Freeman Law’s “The Tax Court in Brief” covers every substantive Tax Court opinion, providing a weekly brief of its decisions in clear, concise prose.

For a link to our podcast covering the Tax Court in Brief, download here or check out other episodes of The Freeman Law Project.

Tax Litigation: The Week of June 21 – June 25, 2021

Tax Court Case: Ervin v. Commissioner, T.C. Memo. 2021-75 

June 23, 2021 | Lauber, J. | Dkt. No. 485-15 

Tax Dispute Short Summary

For nearly a decade, the taxpayer and his wife failed to file Federal income tax returns and made no payments.  The couple were indicted and convicted for tax evasion for a three-year period of the near-decade non-payment.  The following year, the taxpayer was ordered to pay restitution for the entire period of non-filing and non-payment.

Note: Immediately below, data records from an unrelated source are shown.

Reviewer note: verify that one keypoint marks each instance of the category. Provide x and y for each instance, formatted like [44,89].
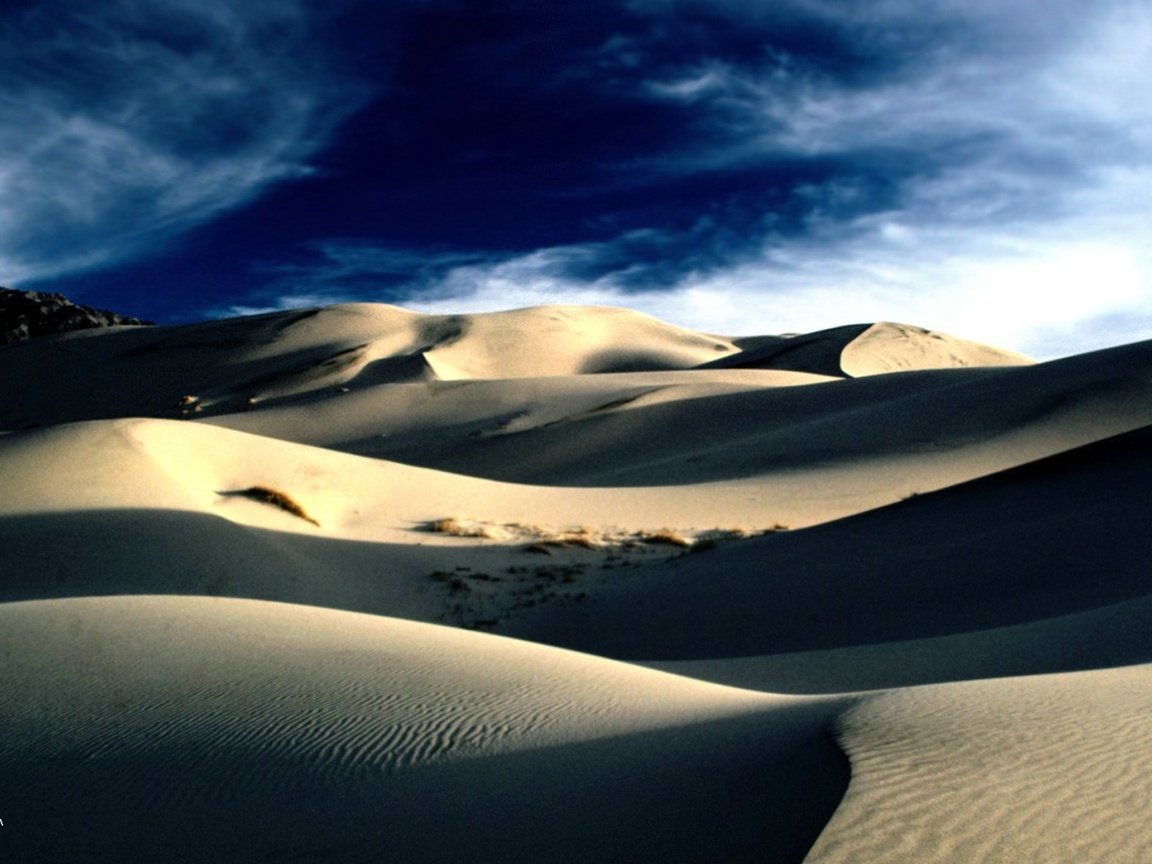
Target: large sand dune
[239,559]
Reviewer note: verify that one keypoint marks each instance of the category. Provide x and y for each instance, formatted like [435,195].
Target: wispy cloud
[1014,145]
[979,167]
[126,122]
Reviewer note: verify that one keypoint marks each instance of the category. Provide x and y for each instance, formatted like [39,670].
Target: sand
[570,584]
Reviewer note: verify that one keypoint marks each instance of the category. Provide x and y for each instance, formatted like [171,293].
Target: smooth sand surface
[258,578]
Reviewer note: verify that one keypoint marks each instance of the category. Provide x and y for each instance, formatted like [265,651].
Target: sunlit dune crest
[569,584]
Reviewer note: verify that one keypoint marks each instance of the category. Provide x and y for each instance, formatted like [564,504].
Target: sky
[980,167]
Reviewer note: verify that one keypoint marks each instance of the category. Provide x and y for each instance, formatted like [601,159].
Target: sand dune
[239,559]
[239,730]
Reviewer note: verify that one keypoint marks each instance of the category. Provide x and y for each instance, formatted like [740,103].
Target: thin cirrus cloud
[127,122]
[987,169]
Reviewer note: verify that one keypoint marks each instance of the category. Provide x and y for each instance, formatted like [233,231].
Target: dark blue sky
[727,165]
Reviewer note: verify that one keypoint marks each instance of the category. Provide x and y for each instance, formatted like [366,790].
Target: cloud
[983,168]
[127,122]
[991,175]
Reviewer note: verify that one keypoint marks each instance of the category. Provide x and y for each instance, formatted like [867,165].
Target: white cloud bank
[1032,229]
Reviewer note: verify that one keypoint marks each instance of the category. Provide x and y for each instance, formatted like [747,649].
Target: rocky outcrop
[27,315]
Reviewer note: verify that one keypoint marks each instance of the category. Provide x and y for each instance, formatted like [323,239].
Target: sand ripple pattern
[1050,768]
[273,684]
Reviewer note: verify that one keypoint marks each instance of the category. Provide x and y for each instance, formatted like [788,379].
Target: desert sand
[570,584]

After remanded to custody, the IRS completed a civil examination for the taxpayer’s individual income tax liabilities for a six-year period, which included years subject to the criminal court’s order for restitution. IRS prepared and certified a substitute for return for the relevant years. IRS, then, sent taxpayer two notices of deficiency for two three-year periods, providing for penalties.

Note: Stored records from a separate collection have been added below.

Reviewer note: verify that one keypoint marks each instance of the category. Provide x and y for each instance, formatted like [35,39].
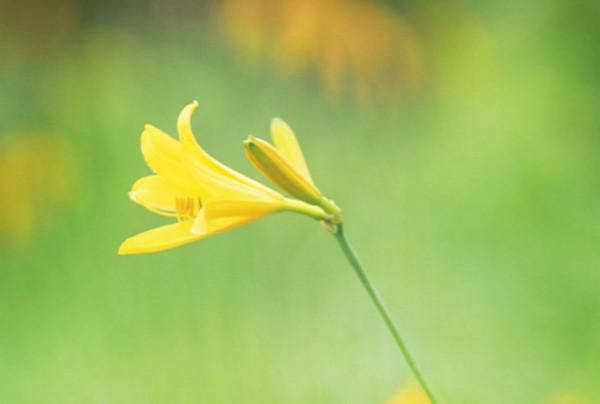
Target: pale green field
[476,209]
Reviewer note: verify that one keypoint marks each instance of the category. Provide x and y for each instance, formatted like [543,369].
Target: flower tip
[276,122]
[250,140]
[123,250]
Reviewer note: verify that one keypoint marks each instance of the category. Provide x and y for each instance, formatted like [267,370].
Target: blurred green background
[460,139]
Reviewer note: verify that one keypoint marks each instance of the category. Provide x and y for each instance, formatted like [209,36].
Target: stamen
[187,207]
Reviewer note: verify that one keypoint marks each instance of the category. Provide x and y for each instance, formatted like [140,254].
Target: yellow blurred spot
[410,394]
[567,398]
[36,179]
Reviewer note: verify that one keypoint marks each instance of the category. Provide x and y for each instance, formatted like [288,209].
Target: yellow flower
[410,394]
[284,165]
[203,195]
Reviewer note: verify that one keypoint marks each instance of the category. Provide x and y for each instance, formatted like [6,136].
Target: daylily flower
[284,165]
[203,195]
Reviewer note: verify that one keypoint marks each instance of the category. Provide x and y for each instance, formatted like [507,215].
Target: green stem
[364,279]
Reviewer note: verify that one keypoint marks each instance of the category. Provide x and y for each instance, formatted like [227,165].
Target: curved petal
[165,156]
[278,169]
[202,226]
[156,194]
[232,208]
[285,140]
[177,234]
[189,143]
[160,239]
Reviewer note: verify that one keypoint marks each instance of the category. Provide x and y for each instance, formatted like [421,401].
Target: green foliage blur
[469,187]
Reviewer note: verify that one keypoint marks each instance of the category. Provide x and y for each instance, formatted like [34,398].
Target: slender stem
[362,275]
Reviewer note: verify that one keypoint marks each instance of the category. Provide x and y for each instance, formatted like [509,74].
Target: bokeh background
[460,138]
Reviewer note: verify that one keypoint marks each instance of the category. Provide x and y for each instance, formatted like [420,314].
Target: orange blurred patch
[357,47]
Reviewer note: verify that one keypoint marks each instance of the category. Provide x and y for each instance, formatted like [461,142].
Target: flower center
[187,207]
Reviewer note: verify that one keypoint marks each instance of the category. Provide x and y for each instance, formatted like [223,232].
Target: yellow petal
[248,208]
[156,194]
[166,157]
[160,239]
[174,235]
[202,226]
[273,165]
[286,142]
[189,143]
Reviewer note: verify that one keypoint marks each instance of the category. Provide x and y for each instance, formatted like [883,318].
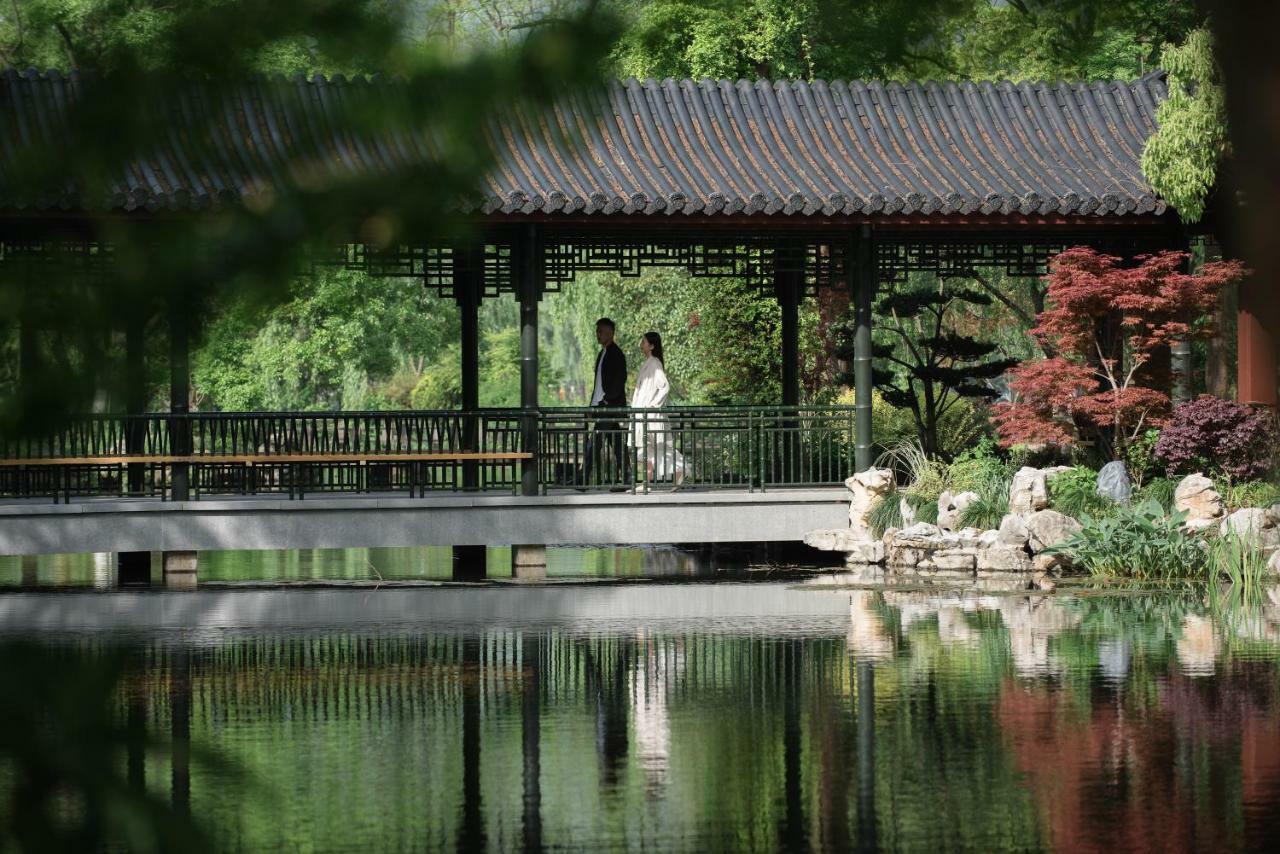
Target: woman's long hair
[656,342]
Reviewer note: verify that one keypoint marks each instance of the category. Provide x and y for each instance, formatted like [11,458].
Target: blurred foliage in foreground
[64,756]
[268,338]
[176,269]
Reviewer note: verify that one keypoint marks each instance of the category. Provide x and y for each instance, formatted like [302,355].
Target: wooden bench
[250,460]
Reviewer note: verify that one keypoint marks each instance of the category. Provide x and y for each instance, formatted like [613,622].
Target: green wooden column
[135,397]
[467,282]
[863,281]
[786,287]
[179,393]
[529,270]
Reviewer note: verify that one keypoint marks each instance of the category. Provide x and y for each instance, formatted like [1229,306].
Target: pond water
[695,717]
[365,565]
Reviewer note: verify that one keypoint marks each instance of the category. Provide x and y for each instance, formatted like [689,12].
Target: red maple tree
[1107,327]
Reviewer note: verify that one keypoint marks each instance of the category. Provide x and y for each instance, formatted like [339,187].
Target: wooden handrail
[252,459]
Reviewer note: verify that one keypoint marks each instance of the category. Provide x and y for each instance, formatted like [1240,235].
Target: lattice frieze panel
[435,265]
[959,257]
[752,260]
[895,260]
[74,259]
[498,277]
[432,264]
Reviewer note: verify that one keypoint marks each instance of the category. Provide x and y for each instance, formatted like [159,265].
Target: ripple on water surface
[703,717]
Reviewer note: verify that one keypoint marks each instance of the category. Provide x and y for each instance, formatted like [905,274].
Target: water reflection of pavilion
[507,735]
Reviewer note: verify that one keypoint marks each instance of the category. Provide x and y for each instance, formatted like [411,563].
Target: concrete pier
[470,562]
[133,569]
[126,525]
[529,562]
[179,570]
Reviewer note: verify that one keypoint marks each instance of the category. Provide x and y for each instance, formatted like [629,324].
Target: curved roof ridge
[769,147]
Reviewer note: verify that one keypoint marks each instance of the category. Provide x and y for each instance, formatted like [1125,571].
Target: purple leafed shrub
[1211,434]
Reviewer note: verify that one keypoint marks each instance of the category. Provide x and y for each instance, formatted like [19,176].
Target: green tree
[1182,158]
[343,339]
[927,365]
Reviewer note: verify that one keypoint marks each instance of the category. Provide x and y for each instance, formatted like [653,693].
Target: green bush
[1160,491]
[927,511]
[912,466]
[1251,493]
[986,512]
[1137,542]
[1075,493]
[1139,457]
[978,470]
[885,514]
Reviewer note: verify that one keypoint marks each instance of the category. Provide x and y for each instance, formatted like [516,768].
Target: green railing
[588,450]
[730,447]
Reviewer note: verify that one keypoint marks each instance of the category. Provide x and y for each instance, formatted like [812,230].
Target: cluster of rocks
[1025,534]
[1016,546]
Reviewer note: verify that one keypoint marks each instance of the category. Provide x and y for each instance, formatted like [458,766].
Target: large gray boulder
[1004,558]
[1196,496]
[865,552]
[950,507]
[919,535]
[1013,530]
[1029,488]
[1048,528]
[1114,483]
[832,539]
[954,558]
[865,488]
[1255,525]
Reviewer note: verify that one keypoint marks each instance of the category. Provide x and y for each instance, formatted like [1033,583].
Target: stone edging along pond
[1023,540]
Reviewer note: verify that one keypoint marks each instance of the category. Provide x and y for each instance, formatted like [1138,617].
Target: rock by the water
[865,552]
[1004,558]
[1029,488]
[1050,562]
[1013,530]
[1253,524]
[906,511]
[918,535]
[1047,528]
[865,488]
[954,558]
[950,507]
[1196,496]
[1114,483]
[899,556]
[837,539]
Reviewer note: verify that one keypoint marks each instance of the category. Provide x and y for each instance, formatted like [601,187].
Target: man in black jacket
[606,448]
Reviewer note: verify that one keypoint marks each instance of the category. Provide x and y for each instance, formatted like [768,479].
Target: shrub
[1139,456]
[990,508]
[927,511]
[1215,435]
[1075,493]
[912,466]
[1251,493]
[885,514]
[974,470]
[1160,491]
[1137,542]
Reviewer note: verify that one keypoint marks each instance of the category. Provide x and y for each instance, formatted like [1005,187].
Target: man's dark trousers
[608,435]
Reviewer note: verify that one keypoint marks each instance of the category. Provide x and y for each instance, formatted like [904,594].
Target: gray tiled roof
[708,147]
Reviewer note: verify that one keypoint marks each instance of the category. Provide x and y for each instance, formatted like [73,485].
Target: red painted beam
[1257,342]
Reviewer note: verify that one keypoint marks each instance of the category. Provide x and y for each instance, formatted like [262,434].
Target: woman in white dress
[652,433]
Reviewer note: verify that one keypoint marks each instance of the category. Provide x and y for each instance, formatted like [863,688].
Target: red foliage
[1106,322]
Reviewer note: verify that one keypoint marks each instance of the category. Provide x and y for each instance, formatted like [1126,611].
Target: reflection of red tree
[1156,779]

The taxpayer, from prison, submitted a tax court petition, but failed to allege errors in the IRS’ determinations.  In the time between the petition being filed and the opinion, the U.S. Department of Justice auctioned off the taxpayer’s gold coins and certified that the taxpayer’s restitution was paid, in full.  In response to requests for admissions, the taxpayer admitted to failing to file, failing to make timely income tax payments, failing to make timely estimated tax payments, and he lacked reasonable cause to abate the penalties.  The Commissioner moved for summary judgment.  The taxpayer argues that liability should not exist by virtue of the restitution obligation.

Tax Litigation Key Issue:

Primary Holdings

Key Points of Law:

Insight: The Tax Court’s decision brings a deluge of life lessons. Namely, crime doesn’t pay.  However, that old cliché needs a caveat – But the criminal sure will.  The Court made it clear that an IRS’ assessment of penalties and additional tax stands independent from a criminal order, even when the same tax years are at issue. To soften the blow, the restitution payments allow for a tax credit on taxes owed.

Hussey v. Commissioner, 156 T.C. No. 12 

June 24, 2021 | Colvin, J. | Dkt. No. 19249-18

Tax Dispute Short Summary

In 2009, the petitioner purchased 27 investment properties on which he assumed outstanding loans totaling $1,714,520.  All of the loans were held by the same bank.  By 2012, petitioner began to struggle with making payments on the loans.

In 2012, the petitioner sold short 16 investment properties and received from the mortgage lender a discharge of indebtedness totaling $754,054 for 15 of those properties.  In 2013, petitioner sold 7 investment properties.  He did not receive from the lender a discharge of indebtedness relating to the 2013 property sales.

Although the petitioner originally filed his returns for 2012 through 2014, he believed that the tax treatment for the sale and indebtedness reported on his original returns was incorrect.  Accordingly, he hired a tax law firm to file amended returns for 2012 and 2013.  On the amended 2012 return, petitioner reported a loss of $613,263 related to the sales of properties.  On Form 982, Reduction of Tax Attributes Due to Discharge of Indebtedness (and Section 1082 Basis Adjustment), petitioner reported that he had excludable income of $685,281 “for a discharge of qualified real property business indebtedness (QRPBI) applied to reduce the basis of depreciable property.”  On his 2013 return, petitioner reported a loss totaling $499,417 related to the sale of the investment properties and his primary residence.  The losses for 2013 were carried forward by petitioner on his 2014 return.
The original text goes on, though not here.